In fact, the answers are getting more confusing all the time [-- though this of course is not the fault of infiltrators like Sister Joan]. Consider the question of how the newly revised Roman Missal is better than the last, for instance.
They tell us now [NOW???] that Mass texts -- including even hymns -- may not include feminine references to God. And this in a church that has routinely addressed God as Key of David, Door of life, wind, fire, light and dove. God who is also, they tell us, "pure spirit" can never, ever, be seen as 'mother.' [Don't overdo it, Sister. Sit down; put your feet up; maybe a glass of water? Let this be a lesson to you: leave argumentation to the professionals. You really shouldn't try this at home.] Are we to think, then, that even hinting at the notion that the image of God includes the image of women as well as the image of men, as God in Genesis says it does, is dangerous to the faith? Antithetical to the faith? Heresy? [Don't sweat it, Sister: whatever church you've been going to that worships Goddess instead of God doesn't care what Rome has to say about liturgical texts anyway.]

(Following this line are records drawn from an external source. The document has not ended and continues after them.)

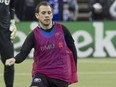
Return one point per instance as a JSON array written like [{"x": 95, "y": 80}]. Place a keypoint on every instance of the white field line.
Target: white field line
[{"x": 97, "y": 73}]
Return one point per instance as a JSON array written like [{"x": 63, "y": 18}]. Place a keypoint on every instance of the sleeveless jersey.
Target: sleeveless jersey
[{"x": 52, "y": 56}]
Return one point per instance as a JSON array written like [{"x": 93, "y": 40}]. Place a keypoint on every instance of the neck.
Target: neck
[{"x": 46, "y": 27}]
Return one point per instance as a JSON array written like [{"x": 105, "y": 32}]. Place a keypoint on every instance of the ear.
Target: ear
[{"x": 36, "y": 15}]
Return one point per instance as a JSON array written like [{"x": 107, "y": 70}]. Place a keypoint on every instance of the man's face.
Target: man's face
[{"x": 45, "y": 15}]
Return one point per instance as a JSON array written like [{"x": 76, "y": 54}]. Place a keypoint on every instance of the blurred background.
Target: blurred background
[{"x": 92, "y": 24}]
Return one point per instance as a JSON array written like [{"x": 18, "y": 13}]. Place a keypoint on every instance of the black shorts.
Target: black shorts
[
  {"x": 6, "y": 46},
  {"x": 40, "y": 80}
]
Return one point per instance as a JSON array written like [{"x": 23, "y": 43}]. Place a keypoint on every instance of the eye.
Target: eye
[{"x": 49, "y": 12}]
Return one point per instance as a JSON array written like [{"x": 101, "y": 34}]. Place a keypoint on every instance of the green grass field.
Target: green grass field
[{"x": 92, "y": 72}]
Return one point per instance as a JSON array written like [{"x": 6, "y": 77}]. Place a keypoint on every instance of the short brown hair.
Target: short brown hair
[{"x": 45, "y": 3}]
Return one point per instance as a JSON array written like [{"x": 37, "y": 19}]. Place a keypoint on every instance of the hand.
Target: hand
[
  {"x": 13, "y": 29},
  {"x": 10, "y": 62}
]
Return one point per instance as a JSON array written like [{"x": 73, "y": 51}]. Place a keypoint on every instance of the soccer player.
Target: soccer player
[
  {"x": 7, "y": 32},
  {"x": 55, "y": 55}
]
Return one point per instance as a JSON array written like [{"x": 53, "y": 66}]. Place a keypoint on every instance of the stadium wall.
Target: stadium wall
[{"x": 92, "y": 39}]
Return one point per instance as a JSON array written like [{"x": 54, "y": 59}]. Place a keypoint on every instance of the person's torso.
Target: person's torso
[{"x": 4, "y": 13}]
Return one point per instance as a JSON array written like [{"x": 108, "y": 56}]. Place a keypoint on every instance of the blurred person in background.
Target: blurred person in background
[
  {"x": 113, "y": 10},
  {"x": 55, "y": 55},
  {"x": 99, "y": 9},
  {"x": 7, "y": 34},
  {"x": 25, "y": 9}
]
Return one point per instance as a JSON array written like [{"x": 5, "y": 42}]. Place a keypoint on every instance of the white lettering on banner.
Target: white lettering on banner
[
  {"x": 87, "y": 40},
  {"x": 103, "y": 41}
]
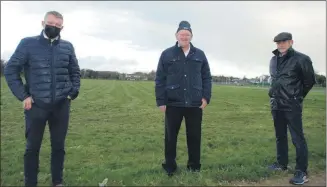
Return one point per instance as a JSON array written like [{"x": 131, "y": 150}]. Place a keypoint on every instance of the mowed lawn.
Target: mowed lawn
[{"x": 116, "y": 132}]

Or, too, we learned that the words of the consecration itself would soon be edited to correct the notion that Jesus came to save "all" -- as we had been taught in the past -- to the idea that Jesus came to save "many." [If only Jesus had known better, He wouldn't have said "many" at the Last Supper, as recorded in the Gospels of Matthew and Mark.] The theological implications of changing from "all" to "many" boggles the mind[, particularly the implication that, having free will, we can choose to reject salvation, which is what "many" implies]. Who is it that Jesus did not come to save?
Does such a statement imply again that "only Catholics go to heaven?" And, if read like that by others, is this some kind of subtle retraction of the whole ecumenical movement? [If it's a rejection of the sort of ecumenism that requires Catholics to compromise on the faith, I for one am all for it.]
Now, this week, we got the word that the pope himself, contrary to the advice and concerns of the world's bishops, has restored the Tridentine Latin Rite[, which was never abrogated]. It is being done, the pope explains, to make reconciliation easier with conservative groups[, even though these nutjob fanatical kooks that are raining on your We Are Church parade really deserve to be written off, right, Sister?].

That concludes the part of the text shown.